First day of school in Germany is a big deal. All the kids get a Schultüte, a giant cone full of goodies, when they start school and there was much humorous talk of the beginning of the "ernstes Leben" (serious life). First grade! Serious! So here's a photo of my little cousin Nathalia hiding behind Joshua, who is holding her ginormous Schultüte. Ernstes Leben!
cousin Raimund making cute face at Joshua
she absolutely did not want to take a family photo, but I got one with both Ray and Stephania
somebody has attitude, wonder where she got it
(hint: dad is German and mom is Brazilian)
So Konrad is probably a bit of a play on words; unfortunately I don't get it. If it were blended with the Spanish "con" (with), I'd get it - with rad, with bike. This is how many of our German translation attempts go; any language we can pull from gets incorporated and then, well, we don't quite get it. Anyone understand Konrad?
Okay, honestly, who cares about the name!? Look at those hot bikes!
We were in Paris last year, where Velib is booming and the bikes are everywhere, but we didn't have a card with a chip (US credit cards = behind the times?), so no Velib for us. In Hamburg they also have bike share, but we had our own bikes. You can rent bikes all over Europe with a cell phone and a credit card, but for a long time we had no cell phone. BUT we now have a SIM card and we buy minutes from time to time. And we have German bank accounts, which means German cards, which means chips!
So we rode Konrad.
obligatory photo of my face with Joshua sticking out his tongue in the background
maybe I should be watching the road
And the specs on these babies - wow. Huge tires so you can comfortably cruise down cobblestoned streets and never worry about getting a flat. Totally upright, step through, with quick-release seat posts, chain guard to keep your clean clothes grease free, integrated head and tail lights (dynamo) and - wait for it - hub shifting the likes of which we have never experienced before. Shifts so smooth, you don't even know it's changing gears. No clang, no rub, no drop. It just gets easier or harder, depending on whether you make the little guy go up hills or ride on flat ground.

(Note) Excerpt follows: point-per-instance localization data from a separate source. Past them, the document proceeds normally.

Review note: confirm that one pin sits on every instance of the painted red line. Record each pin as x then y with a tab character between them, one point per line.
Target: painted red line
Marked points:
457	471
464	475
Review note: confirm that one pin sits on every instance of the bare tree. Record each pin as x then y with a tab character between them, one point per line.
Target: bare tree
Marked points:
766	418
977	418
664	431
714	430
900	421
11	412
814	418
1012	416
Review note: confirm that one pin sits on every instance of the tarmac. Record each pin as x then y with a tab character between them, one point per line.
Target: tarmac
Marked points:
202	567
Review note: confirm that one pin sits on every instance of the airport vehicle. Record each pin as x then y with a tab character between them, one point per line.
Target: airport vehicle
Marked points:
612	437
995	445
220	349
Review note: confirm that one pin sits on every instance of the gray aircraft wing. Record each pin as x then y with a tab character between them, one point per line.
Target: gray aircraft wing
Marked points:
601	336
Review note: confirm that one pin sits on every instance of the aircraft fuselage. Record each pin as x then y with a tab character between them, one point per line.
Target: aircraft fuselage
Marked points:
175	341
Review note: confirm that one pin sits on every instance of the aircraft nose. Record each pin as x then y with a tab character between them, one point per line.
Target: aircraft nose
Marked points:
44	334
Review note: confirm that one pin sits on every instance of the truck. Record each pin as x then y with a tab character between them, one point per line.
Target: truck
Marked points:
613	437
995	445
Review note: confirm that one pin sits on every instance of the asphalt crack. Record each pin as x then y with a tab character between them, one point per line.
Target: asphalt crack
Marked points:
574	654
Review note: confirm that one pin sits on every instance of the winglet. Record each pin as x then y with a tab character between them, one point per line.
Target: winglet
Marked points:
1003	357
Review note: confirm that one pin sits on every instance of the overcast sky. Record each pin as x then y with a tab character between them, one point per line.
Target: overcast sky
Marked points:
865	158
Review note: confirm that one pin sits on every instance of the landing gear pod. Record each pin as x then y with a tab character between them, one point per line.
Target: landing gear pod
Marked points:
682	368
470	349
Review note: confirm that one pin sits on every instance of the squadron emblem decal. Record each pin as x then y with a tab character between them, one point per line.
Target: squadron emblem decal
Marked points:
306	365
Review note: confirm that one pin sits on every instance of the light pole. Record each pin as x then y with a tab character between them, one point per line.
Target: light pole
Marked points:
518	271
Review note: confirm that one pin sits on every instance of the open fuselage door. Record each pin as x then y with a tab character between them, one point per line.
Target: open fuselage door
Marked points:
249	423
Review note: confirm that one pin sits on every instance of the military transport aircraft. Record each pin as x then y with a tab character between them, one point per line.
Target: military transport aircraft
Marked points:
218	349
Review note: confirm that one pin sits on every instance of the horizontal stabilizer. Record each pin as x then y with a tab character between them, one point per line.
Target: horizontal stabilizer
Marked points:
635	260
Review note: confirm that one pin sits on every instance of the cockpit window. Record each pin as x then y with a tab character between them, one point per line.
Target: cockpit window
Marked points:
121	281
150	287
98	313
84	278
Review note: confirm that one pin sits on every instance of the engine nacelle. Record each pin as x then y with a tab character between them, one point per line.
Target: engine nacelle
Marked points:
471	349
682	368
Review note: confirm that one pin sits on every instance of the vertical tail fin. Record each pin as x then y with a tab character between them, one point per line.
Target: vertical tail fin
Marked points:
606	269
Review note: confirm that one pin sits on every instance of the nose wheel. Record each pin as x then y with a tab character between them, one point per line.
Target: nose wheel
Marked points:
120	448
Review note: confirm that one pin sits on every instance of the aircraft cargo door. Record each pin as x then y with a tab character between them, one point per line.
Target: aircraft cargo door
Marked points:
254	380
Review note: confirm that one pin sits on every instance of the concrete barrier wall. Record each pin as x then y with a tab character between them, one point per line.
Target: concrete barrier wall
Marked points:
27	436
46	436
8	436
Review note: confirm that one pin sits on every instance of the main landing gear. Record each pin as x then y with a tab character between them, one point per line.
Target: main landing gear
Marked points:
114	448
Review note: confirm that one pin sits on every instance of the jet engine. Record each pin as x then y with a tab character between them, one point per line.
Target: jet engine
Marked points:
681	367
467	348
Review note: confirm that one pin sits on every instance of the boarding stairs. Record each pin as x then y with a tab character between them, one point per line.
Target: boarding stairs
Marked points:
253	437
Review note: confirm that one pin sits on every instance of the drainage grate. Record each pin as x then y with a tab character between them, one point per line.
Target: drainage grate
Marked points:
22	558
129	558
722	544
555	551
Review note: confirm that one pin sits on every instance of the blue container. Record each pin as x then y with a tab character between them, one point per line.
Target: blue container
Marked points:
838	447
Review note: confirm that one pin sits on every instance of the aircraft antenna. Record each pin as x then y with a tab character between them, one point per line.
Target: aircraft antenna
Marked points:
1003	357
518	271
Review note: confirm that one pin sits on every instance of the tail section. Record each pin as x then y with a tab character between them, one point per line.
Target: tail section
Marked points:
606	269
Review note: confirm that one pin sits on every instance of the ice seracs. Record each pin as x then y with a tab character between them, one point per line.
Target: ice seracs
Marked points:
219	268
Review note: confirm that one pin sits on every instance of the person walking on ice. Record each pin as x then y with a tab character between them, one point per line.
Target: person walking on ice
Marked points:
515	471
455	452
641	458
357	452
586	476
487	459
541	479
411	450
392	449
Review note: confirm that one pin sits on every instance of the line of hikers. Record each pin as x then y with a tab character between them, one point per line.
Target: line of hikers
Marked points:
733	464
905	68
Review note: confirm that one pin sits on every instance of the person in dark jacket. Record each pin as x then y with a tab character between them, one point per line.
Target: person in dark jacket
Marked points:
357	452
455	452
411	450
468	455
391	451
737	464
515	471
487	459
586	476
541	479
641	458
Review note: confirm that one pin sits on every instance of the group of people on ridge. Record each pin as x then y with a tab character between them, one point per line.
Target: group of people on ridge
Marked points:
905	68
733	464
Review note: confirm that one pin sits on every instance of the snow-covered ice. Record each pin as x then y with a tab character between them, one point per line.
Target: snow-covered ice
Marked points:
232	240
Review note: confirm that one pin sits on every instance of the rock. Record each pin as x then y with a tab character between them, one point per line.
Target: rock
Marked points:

when the bike riding is easy and you want to go faster, turn the shifter so the man looks like this
when the bike riding gets too hard, turn the shifter until the man looks like this
Fahrradklingel (turn it like the shifter and it brrrrings!)
good questions (Documenta inspired, I'm sure)
rear hub, tire, lights, the doo-hickey that locks it up (computer?), etc etc etc
Documenta was cool too. We only saw what was in the Fridericianum, which was a lot. Joshua was terrified and claims art is dangerous, but I convinced him that it would be criminal not to take the risk and see this once-every-ten-years art event. His favorite piece was the big white room that had lovely cool air blowing through it, the art being the air that gently encourages the viewer to move through the gallery. He said, "I can understand that! I get the meaning - and I will remember it!" So there you go - meaningful, memorable art: a breeze blowing through a room. I liked the giant door mats with Italian phrases on them. You could walk all over them! Good art. And we both absolutely tripped out on some paintings viewed in dark rooms that had incredible perspective due to the 3D aspects and some very clever, skilled painting. They gave me vertigo, as did the giant canvasses painted in lines made out of tiny dots - Australian aboriginal art - and when you look at them sideways they also looked 3 dimensional.
Of course, the real pleasure was seeing Nathalia goofing off on her first day of school. There was a show that all parents, grandparents, neighbors, cousins were also invited to see. The teacher in charge of the new class welcomed them and then welcomed all the families - then honored the grandma of one of the new students by pointing her out and saying that she had graduated from that school in 1938.
The new 1st graders sat at the front just below the stage and the 2nd graders sang songs and acted out plays about what it meant to start their ernstes Leben. Big sister couldn't prepare the girl starting her first day of school, mom couldn't prepare her, dad couldn't prepare her, but then she went to school and did all the cool stuff - raising hands when the teacher asks a question, reading, writing, math, eating snacks and lunch. Everybody watching was crying. Then the bigger kids sang "The Lion Sleeps Tonight" and we snuck out to go catch our train back to the farm.